Hierarchical Graph Topic Modeling with Topic Tree-based Transformer
This addresses the challenge of integrating textual semantics and graph connectivity for researchers in natural language processing and graph learning, though it appears incremental as it combines existing ideas like hyperbolic embeddings and hierarchical topic modeling.
The paper tackles the problem of modeling both hierarchical topic structures within documents and hierarchical graph structures across interlinked documents, proposing a unified Transformer-based model that achieves effectiveness in supervised and unsupervised experiments.
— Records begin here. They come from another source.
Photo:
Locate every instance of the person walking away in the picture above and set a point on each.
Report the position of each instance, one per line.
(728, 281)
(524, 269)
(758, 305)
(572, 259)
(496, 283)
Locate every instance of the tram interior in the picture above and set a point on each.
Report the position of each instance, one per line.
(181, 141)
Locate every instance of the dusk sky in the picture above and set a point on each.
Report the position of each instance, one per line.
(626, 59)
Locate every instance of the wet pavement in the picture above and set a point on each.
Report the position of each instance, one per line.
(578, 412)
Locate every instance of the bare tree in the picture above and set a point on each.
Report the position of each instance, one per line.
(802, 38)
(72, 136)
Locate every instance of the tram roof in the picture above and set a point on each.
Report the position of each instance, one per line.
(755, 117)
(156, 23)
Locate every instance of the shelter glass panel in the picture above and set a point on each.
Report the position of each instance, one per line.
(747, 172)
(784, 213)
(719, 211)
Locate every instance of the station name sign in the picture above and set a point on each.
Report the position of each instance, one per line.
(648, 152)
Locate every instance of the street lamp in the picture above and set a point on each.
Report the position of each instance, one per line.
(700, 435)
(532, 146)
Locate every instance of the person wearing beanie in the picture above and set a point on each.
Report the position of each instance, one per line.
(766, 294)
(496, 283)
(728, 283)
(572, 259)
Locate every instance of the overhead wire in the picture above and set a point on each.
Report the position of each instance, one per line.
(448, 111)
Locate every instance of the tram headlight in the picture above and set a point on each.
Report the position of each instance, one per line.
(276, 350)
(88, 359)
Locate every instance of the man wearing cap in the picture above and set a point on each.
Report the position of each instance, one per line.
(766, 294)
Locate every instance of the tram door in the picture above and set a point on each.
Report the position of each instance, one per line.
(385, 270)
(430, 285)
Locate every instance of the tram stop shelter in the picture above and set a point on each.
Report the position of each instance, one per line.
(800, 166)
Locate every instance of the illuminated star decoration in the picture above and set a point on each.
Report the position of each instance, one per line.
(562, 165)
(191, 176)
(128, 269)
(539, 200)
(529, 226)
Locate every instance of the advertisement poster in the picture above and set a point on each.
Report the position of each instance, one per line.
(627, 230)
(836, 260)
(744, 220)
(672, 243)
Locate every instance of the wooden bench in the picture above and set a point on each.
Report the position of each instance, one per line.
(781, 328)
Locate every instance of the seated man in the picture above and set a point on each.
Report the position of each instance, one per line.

Textual documents are commonly connected in a hierarchical graph structure where a central document links to others with an exponentially growing connectivity. Though Hyperbolic Graph Neural Networks (HGNNs) excel at capturing such graph hierarchy, they cannot model the rich textual semantics within documents. Moreover, text contents in documents usually discuss topics of different specificity. Hierarchical Topic Models (HTMs) discover such latent topic hierarchy within text corpora. However, most of them focus on the textual content within documents, and ignore the graph adjacency across interlinked documents. We thus propose a Hierarchical Graph Topic Modeling Transformer to integrate both topic hierarchy within documents and graph hierarchy across documents into a unified Transformer. Specifically, to incorporate topic hierarchy within documents, we design a topic tree and infer a hierarchical tree embedding for hierarchical topic modeling. To preserve both topic and graph hierarchies, we design our model in hyperbolic space and propose Hyperbolic Doubly Recurrent Neural Network, which models ancestral and fraternal tree structure. Both hierarchies are inserted into each Transformer layer to learn unified representations. Both supervised and unsupervised experiments verify the effectiveness of our model.